- 885 Okunma
- 0 Yorum
- 0 Beğeni
ŞİİR ÜZERİNE (Deneme)
ŞİİR ÜZERİNE
YAŞAR YILTAN
Bir taşın nasıl fazlalıkları atılarak ve ona estetik özellikler verilerek heykel elde ediliyorsa, şiir de öyle; bir sözün gereksiz yere kullanılan sözcükleri atılarak ve ona sanatsal özellikler verilerek de şiir elde edilir. Ancak dar anlamda bu böyledir. Yoksa, sadece bu kadar kısa söylemekle heykeli ya da şiiri tam olarak anlatamayız. Hem heykelin hem de şiirin birtakım özellikleri daha vardır:
Anlam olarak sözcük ne kadar önemliyse, ahenk olarak da ses o kadar önemlidir. Şiir seslerin büyüsüdür; ses bakımından birbirine uyumlu olan sözcükler bir araya getirilerek bu büyü sağlanır. Böylece bir iç ahenk oluşturulur. Böyle yapıldığında bestelenmiş gibi kendiliğinden bir iç müzik yaratılmış olur. Zaten müzikle şiir arasında bu yüzden bir benzerlik vardır. Şiirde müzik yoksa, o şiir, kuru bir şiirdir. Şiirde lirizmin azaldığı yerde de müzik olmuyor. Ayrıca seslerle ruhsal durumumuz arasında da bir bağlantı vardır Bu nedenle şiirde iç ahenk mutlaka sağlanmalıdır.

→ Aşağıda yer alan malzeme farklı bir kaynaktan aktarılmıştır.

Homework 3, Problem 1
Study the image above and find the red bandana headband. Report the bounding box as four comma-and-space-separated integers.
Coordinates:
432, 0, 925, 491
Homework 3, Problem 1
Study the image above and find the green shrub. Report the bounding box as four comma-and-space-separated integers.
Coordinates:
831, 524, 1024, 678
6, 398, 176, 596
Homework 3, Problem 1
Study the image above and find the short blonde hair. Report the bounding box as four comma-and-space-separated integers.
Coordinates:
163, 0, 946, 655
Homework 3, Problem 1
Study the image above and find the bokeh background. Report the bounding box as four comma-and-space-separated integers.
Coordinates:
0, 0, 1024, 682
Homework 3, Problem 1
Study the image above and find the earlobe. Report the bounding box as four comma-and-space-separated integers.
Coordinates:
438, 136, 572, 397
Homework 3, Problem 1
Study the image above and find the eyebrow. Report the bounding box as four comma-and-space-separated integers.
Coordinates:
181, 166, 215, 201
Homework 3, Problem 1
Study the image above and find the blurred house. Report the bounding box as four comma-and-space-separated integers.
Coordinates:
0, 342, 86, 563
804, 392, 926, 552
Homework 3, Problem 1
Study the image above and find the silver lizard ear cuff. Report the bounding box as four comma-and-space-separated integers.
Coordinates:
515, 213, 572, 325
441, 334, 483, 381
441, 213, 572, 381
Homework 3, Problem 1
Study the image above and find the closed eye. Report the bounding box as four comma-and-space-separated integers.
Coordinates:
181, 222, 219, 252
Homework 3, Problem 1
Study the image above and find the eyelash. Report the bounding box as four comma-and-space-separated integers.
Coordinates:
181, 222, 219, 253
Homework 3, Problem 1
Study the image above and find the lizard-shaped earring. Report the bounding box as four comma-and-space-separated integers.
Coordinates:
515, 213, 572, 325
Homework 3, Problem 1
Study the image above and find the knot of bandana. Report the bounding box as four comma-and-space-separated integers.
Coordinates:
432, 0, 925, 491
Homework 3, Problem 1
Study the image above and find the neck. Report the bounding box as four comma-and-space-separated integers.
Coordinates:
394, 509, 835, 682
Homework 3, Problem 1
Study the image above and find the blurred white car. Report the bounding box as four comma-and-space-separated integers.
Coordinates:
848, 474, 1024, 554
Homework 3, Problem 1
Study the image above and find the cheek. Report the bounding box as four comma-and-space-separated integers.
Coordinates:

Anlam, ne çok kolay anlaşılır olmalıdır ne de çok zor. Çok kolay anlaşılan şiirler de, hiç kimsenin anlamadığı şiirler de beğenilmez. Okuyucu şiirdeki anlamı açık ve net görememeli, üzerinde biraz düşünmelidir. Diğer deyişle şiirde derinlik olmalıdır. Sanki tül bir perde ya da bir sis ardında bir şey nasıl açık ve net bir biçimde görünmüyorsa şiir de öyle olmalıdır.Yoksa hiç anlaşılmayacak bir anlatımla anlatılmamalıdır.Bu nedenle, şiiri anlam bakımından çok zorlayacak anlatımlardan kaçınmalıdır. Yazdıklarını senden başkası anlamayacaksa o şiiri niçin yayınlıyorsun.
Şiirin en önemli özeliklerinden biri olan imgeyi, her şair az ya da çok, mutlaka kullanır. Tabi, burada karşı çıkılan taraf, şiirin imgelere boğulmasıdır. Bir şiirde çok fazla imgenin kullanılması o şiiri anlaşılmaz hale getirir. Yoksa, şiirde imgenin hiç kullanılmaması gibi bir durum söz konusu bile edilemez.
Sanatçının asıl amacı estetik yaratmak olmalıdır. Şiir, inci gibi işlenmelidir. Ancak işlene işlene gerçek şiir olur. Güzel bir kadın, güzel giysiler de giyse ve yine güzelliğini daha da belirginleştirecek makyaj da yapsa, eğer içinde zarafet ve kibarlık yoksa, o kadının güzelliği yapay kalır. Bu, şiir için de aynen böyledir; şiir yaşayarak ve içten duyularak yazılmalıdır. Hangi sözcük seçilirse seçilsin, hangi imge kullanılırsa kullanılsın, eğer yaşayarak ve duyarak yazılmamışsa, o şiir yapay kalır. Okuyan ondan keyif alarak okumaz.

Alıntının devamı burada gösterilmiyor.